L’Union européenne franchit une étape audacieuse dans la course mondiale pour dominer l’intelligence artificielle (IA), avec un investissement sans précédent de 30 milliards d’euros destiné à développer un réseau de centres de données hautes performances spécialisés dans l’IA. Ces centres, équipés de plus de 100 000 unités de traitement graphique (GPU) et consommant un gigawatt (GW) d’énergie, placeront l’Europe à l’avant-garde de l’infrastructure informatique mondiale, en compétition avec les géants américains et chinois.
Ce projet s’inscrit dans la nécessité de renforcer la souveraineté technologique de l’Europe face à l’essor de modèles linguistiques tels que GPT-4, Gemini, Claude ou Llama 3, ainsi que l’émergence d’entreprises locales comme Mistral AI, qui a récemment lancé son modèle Magistral. La stratégie vise à doter le continent d’une infrastructure indépendante pour l’entraînement et le déploiement de modèles d’IA de pointe.
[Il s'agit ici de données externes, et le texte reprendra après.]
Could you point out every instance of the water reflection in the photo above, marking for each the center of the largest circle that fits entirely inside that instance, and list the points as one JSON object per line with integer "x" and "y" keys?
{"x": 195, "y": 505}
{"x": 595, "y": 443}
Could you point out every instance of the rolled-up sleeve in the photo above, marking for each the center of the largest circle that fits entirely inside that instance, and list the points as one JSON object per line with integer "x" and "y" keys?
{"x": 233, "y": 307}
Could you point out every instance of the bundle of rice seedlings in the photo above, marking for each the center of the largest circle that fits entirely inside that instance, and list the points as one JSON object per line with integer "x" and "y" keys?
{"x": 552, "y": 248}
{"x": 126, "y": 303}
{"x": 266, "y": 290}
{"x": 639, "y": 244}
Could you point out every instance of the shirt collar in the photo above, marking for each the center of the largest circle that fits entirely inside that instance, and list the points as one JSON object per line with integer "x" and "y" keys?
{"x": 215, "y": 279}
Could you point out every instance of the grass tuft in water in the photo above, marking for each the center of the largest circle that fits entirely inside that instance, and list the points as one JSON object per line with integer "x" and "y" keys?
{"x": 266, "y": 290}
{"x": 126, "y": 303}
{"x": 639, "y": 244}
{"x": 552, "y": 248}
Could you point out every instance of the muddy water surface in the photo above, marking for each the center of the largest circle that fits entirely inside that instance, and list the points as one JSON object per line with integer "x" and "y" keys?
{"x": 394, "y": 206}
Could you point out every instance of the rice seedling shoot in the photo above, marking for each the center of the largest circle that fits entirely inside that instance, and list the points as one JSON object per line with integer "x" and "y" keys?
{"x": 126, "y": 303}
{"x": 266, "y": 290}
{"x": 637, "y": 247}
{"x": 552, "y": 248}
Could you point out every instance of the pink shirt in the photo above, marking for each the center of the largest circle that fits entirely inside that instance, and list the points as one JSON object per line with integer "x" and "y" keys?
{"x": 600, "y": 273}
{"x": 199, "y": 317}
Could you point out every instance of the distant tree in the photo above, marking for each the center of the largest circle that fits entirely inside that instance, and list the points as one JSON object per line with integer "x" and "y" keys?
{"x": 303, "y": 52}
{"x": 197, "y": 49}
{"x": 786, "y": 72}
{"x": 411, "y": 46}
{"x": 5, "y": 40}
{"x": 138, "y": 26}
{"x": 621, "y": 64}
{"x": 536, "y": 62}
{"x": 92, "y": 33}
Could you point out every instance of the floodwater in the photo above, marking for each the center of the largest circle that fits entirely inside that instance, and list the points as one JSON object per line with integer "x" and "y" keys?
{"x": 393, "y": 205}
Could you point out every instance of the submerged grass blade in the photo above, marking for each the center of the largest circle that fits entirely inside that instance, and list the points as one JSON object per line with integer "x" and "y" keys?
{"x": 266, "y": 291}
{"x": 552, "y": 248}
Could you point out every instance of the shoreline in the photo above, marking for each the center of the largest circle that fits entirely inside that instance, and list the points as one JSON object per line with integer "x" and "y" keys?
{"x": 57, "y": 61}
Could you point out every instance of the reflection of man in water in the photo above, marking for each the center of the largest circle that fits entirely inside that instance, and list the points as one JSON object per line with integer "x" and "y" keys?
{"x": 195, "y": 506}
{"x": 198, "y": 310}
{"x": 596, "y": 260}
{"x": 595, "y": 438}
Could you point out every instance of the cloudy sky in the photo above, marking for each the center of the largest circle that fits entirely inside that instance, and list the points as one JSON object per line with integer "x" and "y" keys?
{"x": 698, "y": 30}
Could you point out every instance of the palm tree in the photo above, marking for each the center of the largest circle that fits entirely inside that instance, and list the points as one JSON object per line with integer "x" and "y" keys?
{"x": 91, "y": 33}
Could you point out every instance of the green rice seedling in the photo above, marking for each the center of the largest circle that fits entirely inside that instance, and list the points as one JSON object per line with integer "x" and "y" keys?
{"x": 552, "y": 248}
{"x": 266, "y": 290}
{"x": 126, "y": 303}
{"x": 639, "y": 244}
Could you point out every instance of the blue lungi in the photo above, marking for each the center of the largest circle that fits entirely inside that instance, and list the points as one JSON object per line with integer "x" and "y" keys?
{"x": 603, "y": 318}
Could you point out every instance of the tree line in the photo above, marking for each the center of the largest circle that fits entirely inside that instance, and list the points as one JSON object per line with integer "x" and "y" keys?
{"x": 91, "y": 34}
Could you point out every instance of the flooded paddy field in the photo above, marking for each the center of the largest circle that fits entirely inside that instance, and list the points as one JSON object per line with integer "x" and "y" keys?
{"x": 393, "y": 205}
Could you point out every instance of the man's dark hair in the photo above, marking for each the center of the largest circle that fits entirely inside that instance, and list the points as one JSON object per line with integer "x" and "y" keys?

Les premières étapes prévoient une inversion de 10 milliards d’euros pour établir 13 centres initiaux, suivie de 20 milliards supplémentaires pour la création d’un réseau scalable capable de rivaliser avec les plus grandes puissances mondiales. Avec une capacité électrique de 1 000 mégawatts, cette infrastructure devrait devenir l’une des plus puissantes d’Europe.
Pour mieux contextualiser l’ambition de ce projet, il est comparé à d’autres initiatives comme celles de Meta, qui prévoit un centre de données de 1 GW pour 2026, ou Hyperion, qui pourrait atteindre 5 GW dans un futur proche. La société d’Elon Musk, xAI, possède déjà un cluster nommé Colossus, composé de 100 000 GPUs NVIDIA H100, mais avec une consommation de seulement 150 MW. Si le plan européen aboutit comme prévu, ses centres surpasseraient en capacité la majorité des projets en cours, sauf les plus ambitieux de la Silicon Valley, malgré une incertitude quant aux types de puces qui seront utilisées, étant donné que l’Europe ne possède pas encore une capacité de production locale équivalente à NVIDIA ou AMD.
Le premier centre pourrait être opérationnel dans les semaines à venir, avec un lancement à grande échelle prévu dès septembre à Munich, l’un des pôles technologiques majeurs en Europe. D’autres localisations stratégiques comme l’Espagne, les Pays-Bas, la France ou les pays nordiques sont à l’étude, privilégiant des zones avec accès à l’énergie renouvelable, des réseaux de fibre optique avancés et des environnements réglementaires adaptés à la gestion de données sensibles.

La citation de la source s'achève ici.